Another 50 Detroit families will own the homes they currently live in, thanks to a city program.
The Detroit Land Bank Authority’s occupied buy-back program allows some people living in land bank-owned homes to buy those homes for a $1,000 down payment and some additional savings toward future property taxes, after completing some required classes.
Many in the program are former homeowners who lost their homes to property tax foreclosure. Others meet the land bank’s criteria of having “some connection” to the property: renters at the time the home went into foreclosure, relatives of the former homeowner, or those who have paid a year’s worth of utility bills or made significant improvements to the property.
Michael McGee has lived in the home he now owns for two and a half years. He got the home through word of mouth from friends of a family friend, who lost it to foreclosure.

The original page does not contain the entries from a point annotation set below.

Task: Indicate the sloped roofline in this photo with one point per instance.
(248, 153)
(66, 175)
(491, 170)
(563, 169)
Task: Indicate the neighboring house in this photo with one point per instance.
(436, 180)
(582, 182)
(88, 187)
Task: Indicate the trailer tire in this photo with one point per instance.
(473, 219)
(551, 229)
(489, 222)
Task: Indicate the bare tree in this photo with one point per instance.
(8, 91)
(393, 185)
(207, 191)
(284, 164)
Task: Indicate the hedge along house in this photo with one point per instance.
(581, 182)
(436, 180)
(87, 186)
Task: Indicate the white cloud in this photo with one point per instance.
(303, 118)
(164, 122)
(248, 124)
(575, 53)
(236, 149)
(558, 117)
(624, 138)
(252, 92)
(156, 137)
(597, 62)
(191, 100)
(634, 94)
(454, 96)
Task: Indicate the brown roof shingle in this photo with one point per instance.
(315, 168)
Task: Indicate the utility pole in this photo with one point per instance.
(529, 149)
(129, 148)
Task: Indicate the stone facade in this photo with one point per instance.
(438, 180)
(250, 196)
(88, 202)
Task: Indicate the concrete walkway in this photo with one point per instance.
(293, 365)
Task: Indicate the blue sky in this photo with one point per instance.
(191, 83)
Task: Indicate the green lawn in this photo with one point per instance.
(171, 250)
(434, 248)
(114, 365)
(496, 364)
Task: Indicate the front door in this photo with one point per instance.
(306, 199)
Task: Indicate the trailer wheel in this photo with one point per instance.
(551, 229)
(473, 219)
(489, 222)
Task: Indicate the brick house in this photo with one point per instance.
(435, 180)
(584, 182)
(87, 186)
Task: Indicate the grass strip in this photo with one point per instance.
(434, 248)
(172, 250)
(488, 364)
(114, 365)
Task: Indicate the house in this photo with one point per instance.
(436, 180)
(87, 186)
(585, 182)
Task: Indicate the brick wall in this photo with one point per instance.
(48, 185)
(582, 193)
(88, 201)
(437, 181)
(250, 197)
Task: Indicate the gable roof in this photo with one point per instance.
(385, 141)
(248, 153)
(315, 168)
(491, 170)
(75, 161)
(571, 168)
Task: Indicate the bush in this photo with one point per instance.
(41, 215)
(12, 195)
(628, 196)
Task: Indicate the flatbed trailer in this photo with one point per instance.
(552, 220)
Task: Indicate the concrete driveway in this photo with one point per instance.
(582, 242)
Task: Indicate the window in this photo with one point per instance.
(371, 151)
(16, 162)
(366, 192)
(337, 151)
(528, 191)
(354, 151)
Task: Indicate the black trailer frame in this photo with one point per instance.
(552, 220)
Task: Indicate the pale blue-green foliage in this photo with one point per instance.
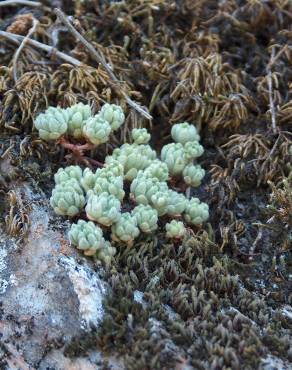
(157, 169)
(114, 168)
(106, 253)
(88, 179)
(184, 132)
(140, 135)
(159, 201)
(52, 124)
(103, 208)
(193, 150)
(78, 114)
(193, 174)
(196, 212)
(133, 158)
(67, 198)
(87, 236)
(113, 114)
(125, 229)
(143, 189)
(97, 130)
(173, 155)
(147, 218)
(175, 229)
(176, 203)
(109, 184)
(67, 173)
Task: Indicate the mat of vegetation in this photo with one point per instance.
(221, 299)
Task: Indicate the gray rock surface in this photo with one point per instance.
(47, 296)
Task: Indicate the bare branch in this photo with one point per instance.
(21, 46)
(270, 87)
(18, 39)
(19, 2)
(100, 59)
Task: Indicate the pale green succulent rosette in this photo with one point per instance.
(193, 150)
(193, 174)
(147, 218)
(78, 114)
(106, 253)
(196, 212)
(97, 130)
(113, 114)
(158, 170)
(88, 179)
(175, 230)
(133, 158)
(176, 203)
(173, 155)
(142, 189)
(114, 168)
(87, 237)
(52, 124)
(159, 201)
(67, 198)
(125, 229)
(140, 136)
(103, 208)
(68, 173)
(111, 185)
(184, 132)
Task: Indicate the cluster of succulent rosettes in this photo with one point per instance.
(78, 122)
(180, 156)
(88, 237)
(102, 192)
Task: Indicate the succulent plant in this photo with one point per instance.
(147, 218)
(88, 179)
(157, 169)
(67, 173)
(97, 129)
(114, 168)
(111, 184)
(106, 253)
(67, 198)
(133, 158)
(52, 124)
(125, 229)
(140, 136)
(103, 208)
(113, 114)
(173, 155)
(193, 150)
(184, 132)
(159, 201)
(142, 189)
(175, 229)
(78, 114)
(176, 203)
(193, 174)
(196, 212)
(87, 237)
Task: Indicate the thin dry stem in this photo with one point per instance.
(18, 39)
(20, 2)
(100, 59)
(270, 86)
(21, 46)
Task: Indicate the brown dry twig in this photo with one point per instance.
(18, 39)
(21, 46)
(100, 59)
(20, 2)
(270, 87)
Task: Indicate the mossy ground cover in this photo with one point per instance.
(215, 300)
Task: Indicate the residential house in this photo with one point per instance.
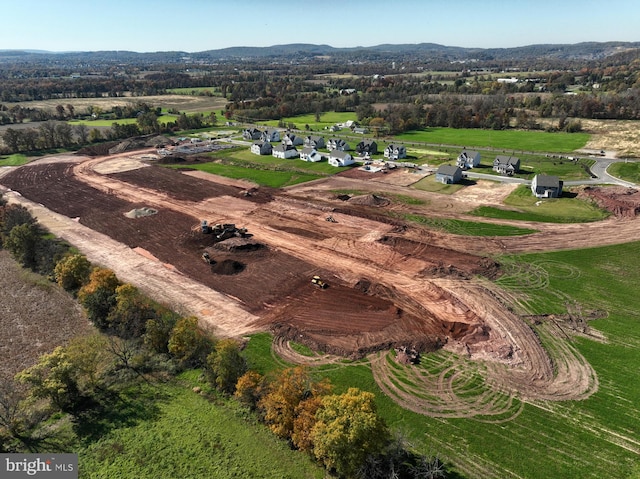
(285, 151)
(546, 186)
(340, 158)
(260, 147)
(292, 140)
(506, 165)
(338, 144)
(367, 146)
(309, 153)
(468, 159)
(395, 152)
(251, 134)
(271, 135)
(448, 174)
(314, 141)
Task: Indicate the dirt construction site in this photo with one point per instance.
(389, 284)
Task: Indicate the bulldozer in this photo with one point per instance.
(316, 281)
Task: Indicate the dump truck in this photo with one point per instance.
(316, 281)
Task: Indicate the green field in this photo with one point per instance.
(522, 205)
(326, 119)
(595, 437)
(467, 228)
(512, 140)
(628, 171)
(183, 435)
(122, 121)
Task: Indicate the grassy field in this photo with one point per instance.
(182, 434)
(468, 228)
(596, 437)
(524, 206)
(626, 171)
(512, 140)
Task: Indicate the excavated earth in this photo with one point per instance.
(389, 283)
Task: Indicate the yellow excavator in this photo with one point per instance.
(318, 282)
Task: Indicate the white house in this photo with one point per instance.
(271, 135)
(468, 159)
(395, 152)
(340, 158)
(261, 148)
(285, 151)
(310, 154)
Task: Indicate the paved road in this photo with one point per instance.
(599, 170)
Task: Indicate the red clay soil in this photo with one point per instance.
(347, 319)
(620, 201)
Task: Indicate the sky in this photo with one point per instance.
(198, 25)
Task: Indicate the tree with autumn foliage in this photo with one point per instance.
(280, 404)
(348, 429)
(98, 296)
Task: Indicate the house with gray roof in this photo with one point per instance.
(546, 186)
(338, 144)
(261, 147)
(340, 158)
(506, 165)
(448, 174)
(285, 151)
(314, 141)
(468, 159)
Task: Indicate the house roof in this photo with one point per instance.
(339, 154)
(449, 170)
(548, 181)
(507, 160)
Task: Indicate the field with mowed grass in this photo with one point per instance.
(513, 140)
(183, 435)
(522, 205)
(594, 437)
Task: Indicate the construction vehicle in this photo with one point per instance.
(316, 281)
(223, 231)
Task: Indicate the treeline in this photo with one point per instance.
(139, 341)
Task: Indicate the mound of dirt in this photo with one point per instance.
(233, 245)
(228, 267)
(141, 212)
(369, 200)
(620, 201)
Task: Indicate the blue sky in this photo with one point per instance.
(197, 25)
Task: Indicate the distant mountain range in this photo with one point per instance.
(586, 51)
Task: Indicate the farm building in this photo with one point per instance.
(448, 174)
(395, 152)
(310, 154)
(251, 134)
(338, 144)
(544, 186)
(314, 141)
(340, 158)
(260, 147)
(292, 140)
(285, 151)
(468, 159)
(506, 165)
(271, 135)
(367, 146)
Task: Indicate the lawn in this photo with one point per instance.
(595, 437)
(522, 205)
(628, 171)
(184, 435)
(511, 140)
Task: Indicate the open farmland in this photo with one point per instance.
(391, 282)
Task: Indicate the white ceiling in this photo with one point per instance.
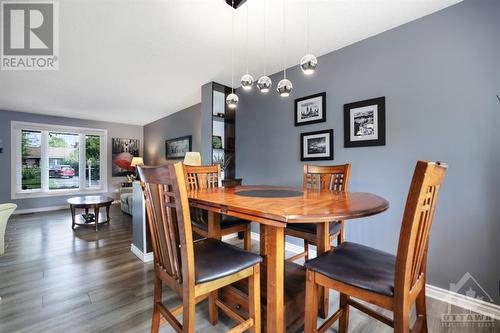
(135, 61)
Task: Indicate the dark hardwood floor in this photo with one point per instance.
(53, 279)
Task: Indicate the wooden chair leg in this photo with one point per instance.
(188, 314)
(341, 235)
(248, 239)
(422, 309)
(254, 300)
(311, 304)
(402, 320)
(213, 309)
(155, 322)
(344, 318)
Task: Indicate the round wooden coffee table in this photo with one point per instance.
(93, 203)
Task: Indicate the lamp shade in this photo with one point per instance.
(192, 158)
(137, 161)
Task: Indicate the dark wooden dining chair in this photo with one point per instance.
(332, 178)
(202, 177)
(194, 270)
(392, 282)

“So I took it over. The buyback program worked for me very well,” McGee said.
He said owning the home “takes a lot of stress off. Four kids, we finally got a stable roof over our heads. It feels great. Feels wonderful.”
Aziza Alexander also has four kids. She bought her home in 2011, but lost it to tax foreclosure after a combination of disabilities and illness after her mother’s death left her unable to make payments.
“It was really, truly a blessing,” Alexander said of the buy-back program, which took her nearly two years to complete. “The hard work … it’s paying off. I can keep my home, and I can keep my children with a roof over their head.”
Alexander both laughed and cried when she talked about actually getting the deed back.
It’s going to be real, real waterworks,” she said. “Because it means … I got something. I have a little something. It ain’t much, but I got it. It’s mine.”
Detroit Land Bank Executive Director Saskia Thompson says about 320 people have completed the program so far, hundreds more are currently enrolled, and “we’re willing to take more every day.”
The land bank estimates around 3,500 of its inventory of more than 25,000 homes are occupied. Detroit Mayor Mike Duggan has set a goal of relieving the land bank of that entire inventory one way or another in the next five years, freeing it up to manage its even vaster inventory of Detroit’s vacant land.
Thompson calls that goal “aggressive,” but thinks it’s achievable.
“The combo of demolishing the homes that can’t be renovated, selling the homes that can, and our occupy program to make sure that people who find themselves in an occupied home have the opportunity to purchase it … with all of that layered strategy, we do think we can manage the goal of becoming structure-free in the next five years,” Thompson said.